Change of direction?

Today I am reduced to posting the kind of image that inspires within me self loathing; a hipsteresque image of coffee and my camera (the only thing I despise more is the horrible ice cream glass some chains insist on for lattes).

I lost my bottle. I tried to take an image of a guy on a BMX, lost confidence so asked, and was told to beat it (in more colourful language).

I should have carried on shooting elsewhere, but instead gave up for a while. The reality is there is very little conflict in street photography. Yet, when it happens, it makes me want to give up. I listen to John Free tell me that street photography is a noble endeavour. But sometimes it seems to be perceived as less than honourable.

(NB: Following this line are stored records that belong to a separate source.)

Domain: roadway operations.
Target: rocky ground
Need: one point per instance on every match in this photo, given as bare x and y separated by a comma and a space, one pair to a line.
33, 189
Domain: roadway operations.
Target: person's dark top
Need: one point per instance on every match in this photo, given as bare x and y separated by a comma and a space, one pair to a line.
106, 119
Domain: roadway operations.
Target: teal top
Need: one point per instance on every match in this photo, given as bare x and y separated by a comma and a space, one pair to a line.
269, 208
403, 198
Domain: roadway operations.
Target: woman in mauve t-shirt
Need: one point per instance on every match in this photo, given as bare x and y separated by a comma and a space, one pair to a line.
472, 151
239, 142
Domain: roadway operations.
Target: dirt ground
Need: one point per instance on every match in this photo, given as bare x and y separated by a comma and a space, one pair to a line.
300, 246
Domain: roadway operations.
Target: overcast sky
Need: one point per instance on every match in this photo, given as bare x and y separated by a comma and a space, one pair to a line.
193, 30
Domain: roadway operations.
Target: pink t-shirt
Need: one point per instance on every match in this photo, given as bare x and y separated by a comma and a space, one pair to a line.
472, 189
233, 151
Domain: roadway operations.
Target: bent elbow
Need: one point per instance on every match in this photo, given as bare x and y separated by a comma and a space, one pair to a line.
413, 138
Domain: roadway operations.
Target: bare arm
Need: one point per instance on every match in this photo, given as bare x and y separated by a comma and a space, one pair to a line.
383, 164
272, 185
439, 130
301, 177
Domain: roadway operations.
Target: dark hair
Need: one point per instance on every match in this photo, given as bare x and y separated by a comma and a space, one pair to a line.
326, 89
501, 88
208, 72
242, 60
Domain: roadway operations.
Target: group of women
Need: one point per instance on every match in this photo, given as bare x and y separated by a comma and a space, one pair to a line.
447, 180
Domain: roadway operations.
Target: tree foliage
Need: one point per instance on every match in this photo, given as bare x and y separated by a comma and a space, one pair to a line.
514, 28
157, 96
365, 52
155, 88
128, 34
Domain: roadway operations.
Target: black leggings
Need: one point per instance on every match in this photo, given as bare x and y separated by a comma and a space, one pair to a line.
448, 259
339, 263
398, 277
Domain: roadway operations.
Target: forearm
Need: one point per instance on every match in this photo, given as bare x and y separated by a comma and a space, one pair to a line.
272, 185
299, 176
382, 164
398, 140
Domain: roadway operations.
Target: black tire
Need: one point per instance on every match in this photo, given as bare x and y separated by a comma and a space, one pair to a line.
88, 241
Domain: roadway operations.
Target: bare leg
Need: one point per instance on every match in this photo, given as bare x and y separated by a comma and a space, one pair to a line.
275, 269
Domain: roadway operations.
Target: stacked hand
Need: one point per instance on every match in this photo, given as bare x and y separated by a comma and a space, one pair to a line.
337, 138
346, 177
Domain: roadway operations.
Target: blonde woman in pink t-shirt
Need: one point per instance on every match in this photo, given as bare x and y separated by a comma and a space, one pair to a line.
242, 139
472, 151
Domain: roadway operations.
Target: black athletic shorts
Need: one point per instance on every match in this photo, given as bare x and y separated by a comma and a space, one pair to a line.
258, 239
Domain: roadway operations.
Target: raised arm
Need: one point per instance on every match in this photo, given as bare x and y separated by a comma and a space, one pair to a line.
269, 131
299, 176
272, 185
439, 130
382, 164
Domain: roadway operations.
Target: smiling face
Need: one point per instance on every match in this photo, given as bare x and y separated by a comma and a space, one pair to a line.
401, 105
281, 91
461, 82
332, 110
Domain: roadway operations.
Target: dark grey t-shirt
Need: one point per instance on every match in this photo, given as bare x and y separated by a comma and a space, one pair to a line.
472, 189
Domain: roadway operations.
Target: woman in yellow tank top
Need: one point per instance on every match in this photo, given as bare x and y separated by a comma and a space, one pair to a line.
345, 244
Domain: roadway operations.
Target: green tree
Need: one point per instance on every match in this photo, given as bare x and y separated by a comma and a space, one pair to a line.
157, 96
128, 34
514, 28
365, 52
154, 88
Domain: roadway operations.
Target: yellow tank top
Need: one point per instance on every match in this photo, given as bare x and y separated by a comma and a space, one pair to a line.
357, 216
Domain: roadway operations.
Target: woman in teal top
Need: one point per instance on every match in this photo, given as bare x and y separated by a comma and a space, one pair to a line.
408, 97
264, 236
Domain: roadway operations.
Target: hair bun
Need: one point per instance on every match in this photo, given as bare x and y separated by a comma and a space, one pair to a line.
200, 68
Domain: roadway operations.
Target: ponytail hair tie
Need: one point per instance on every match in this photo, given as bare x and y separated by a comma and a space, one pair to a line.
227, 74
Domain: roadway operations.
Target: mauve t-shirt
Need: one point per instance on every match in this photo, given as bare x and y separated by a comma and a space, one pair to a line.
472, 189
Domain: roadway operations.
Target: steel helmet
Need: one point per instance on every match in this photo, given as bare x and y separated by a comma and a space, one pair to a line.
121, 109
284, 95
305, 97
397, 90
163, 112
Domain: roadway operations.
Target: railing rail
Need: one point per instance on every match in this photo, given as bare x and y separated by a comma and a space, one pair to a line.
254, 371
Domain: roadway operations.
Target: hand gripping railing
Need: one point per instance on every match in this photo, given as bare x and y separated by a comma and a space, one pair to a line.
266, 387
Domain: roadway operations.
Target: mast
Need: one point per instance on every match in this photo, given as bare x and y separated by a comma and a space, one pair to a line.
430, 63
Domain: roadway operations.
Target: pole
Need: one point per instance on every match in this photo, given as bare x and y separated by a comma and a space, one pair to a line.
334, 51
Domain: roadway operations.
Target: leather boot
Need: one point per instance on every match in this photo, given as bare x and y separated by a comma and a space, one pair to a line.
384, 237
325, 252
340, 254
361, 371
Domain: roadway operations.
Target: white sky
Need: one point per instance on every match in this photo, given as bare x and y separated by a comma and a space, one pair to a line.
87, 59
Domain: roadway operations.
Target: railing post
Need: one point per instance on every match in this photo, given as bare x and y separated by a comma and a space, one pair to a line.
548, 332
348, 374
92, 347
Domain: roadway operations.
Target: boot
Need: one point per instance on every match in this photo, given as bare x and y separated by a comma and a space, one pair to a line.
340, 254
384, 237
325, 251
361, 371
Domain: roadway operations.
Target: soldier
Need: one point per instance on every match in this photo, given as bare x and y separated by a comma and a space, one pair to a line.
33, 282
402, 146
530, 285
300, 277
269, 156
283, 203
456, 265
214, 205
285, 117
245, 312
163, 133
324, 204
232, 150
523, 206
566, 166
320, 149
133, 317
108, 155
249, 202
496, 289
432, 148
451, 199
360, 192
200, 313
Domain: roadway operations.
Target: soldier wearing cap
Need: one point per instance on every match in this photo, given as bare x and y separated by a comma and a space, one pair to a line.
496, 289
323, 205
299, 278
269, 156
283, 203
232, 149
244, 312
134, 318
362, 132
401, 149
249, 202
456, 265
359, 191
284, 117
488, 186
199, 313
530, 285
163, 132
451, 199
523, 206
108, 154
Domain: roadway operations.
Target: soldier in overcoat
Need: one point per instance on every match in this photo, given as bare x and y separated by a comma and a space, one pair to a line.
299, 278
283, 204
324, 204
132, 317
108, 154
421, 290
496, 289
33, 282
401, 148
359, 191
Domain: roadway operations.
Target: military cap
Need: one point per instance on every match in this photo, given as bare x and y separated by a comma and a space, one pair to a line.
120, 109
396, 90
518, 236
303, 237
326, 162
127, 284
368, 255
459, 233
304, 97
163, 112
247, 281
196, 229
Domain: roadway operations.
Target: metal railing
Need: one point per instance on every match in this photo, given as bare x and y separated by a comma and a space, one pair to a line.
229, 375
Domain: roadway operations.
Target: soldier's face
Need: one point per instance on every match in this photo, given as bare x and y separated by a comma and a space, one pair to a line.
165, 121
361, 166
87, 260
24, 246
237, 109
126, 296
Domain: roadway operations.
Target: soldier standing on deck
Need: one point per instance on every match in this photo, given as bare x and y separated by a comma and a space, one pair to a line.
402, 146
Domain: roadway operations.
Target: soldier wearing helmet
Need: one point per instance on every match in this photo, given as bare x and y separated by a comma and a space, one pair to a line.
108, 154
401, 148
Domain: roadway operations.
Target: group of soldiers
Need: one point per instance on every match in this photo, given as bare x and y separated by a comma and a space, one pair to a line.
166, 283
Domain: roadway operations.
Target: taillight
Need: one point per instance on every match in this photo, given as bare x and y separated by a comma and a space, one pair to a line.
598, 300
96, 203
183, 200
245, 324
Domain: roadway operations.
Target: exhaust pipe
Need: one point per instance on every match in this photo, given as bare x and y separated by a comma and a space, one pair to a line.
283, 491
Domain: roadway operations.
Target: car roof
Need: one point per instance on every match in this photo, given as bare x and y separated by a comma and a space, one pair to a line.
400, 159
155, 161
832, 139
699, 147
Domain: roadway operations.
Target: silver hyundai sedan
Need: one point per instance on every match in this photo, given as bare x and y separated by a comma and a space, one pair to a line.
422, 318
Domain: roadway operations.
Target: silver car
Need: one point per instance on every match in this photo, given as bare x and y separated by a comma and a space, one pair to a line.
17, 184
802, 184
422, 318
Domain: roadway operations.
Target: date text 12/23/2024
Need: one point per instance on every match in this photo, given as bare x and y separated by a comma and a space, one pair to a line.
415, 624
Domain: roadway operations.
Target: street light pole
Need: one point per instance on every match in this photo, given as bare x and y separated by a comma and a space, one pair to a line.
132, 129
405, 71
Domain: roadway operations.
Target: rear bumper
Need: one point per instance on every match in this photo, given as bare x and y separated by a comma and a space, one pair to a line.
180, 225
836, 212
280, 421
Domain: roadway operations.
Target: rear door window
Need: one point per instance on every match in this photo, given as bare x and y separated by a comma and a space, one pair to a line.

It is a fairly mainstream activity. Today I listened to part of the fascinating story of Vanley Burke documenting the experience of the African-Caribbean community in England. This was a Radio 4 programme. Hardly an underground or especially edgy source. The story told the response of some of his subjects discovering his candid shots. In the main they sounded ok with it and some sounded pleased.

However, with some of the present anxiety over GDPR (which will hopefully turn out to be unwarranted) and the potential for conflict, I wonder if it’s time for a change of direction. ¬†Or at least until I get my bottle back.

In these circumstances I enjoy doing something different. For example, occassionally I get the opportunity to photograph events. It gives me the chance to plug in the flash and take some non-candid shots and portraits. I find that mft cameras can generally deal well enough with the light conditions and my little Nissin i40 flash does a brilliant job with the problem situations.

Bareknuckle

I was walking with my camera in my hand, at my side. A guy came round the corner in front of me. He made a strange shout and then appeared to pose for me.  This was not the first time someone had acted like this, so I assumed he wanted me to take a picture.

So, I raised my camera and took a few shots. I was using an old Panasonic G3 and had been using the screen. When I raised the camera the viewfinder, therefore, did not switch on (I believe the automatic switch came with the G5). I couldn’t see him but I took a shot anyway.

When I lowered the camera I was surprised to see he was directly in front of me and not looking too happy. I turns out I had misunderstood his behaviour and he did not like it. He made that clear and exclaimed, ‘you should ask first!’ He then went on his way and I didn’t get a chance to explain my misunderstanding.

Many people don’t seem to mind too much if you take their photo, even without asking. On this occasion I thought I had been given permission, without asking. But it just goes to show there can be a confrontational side to street photography.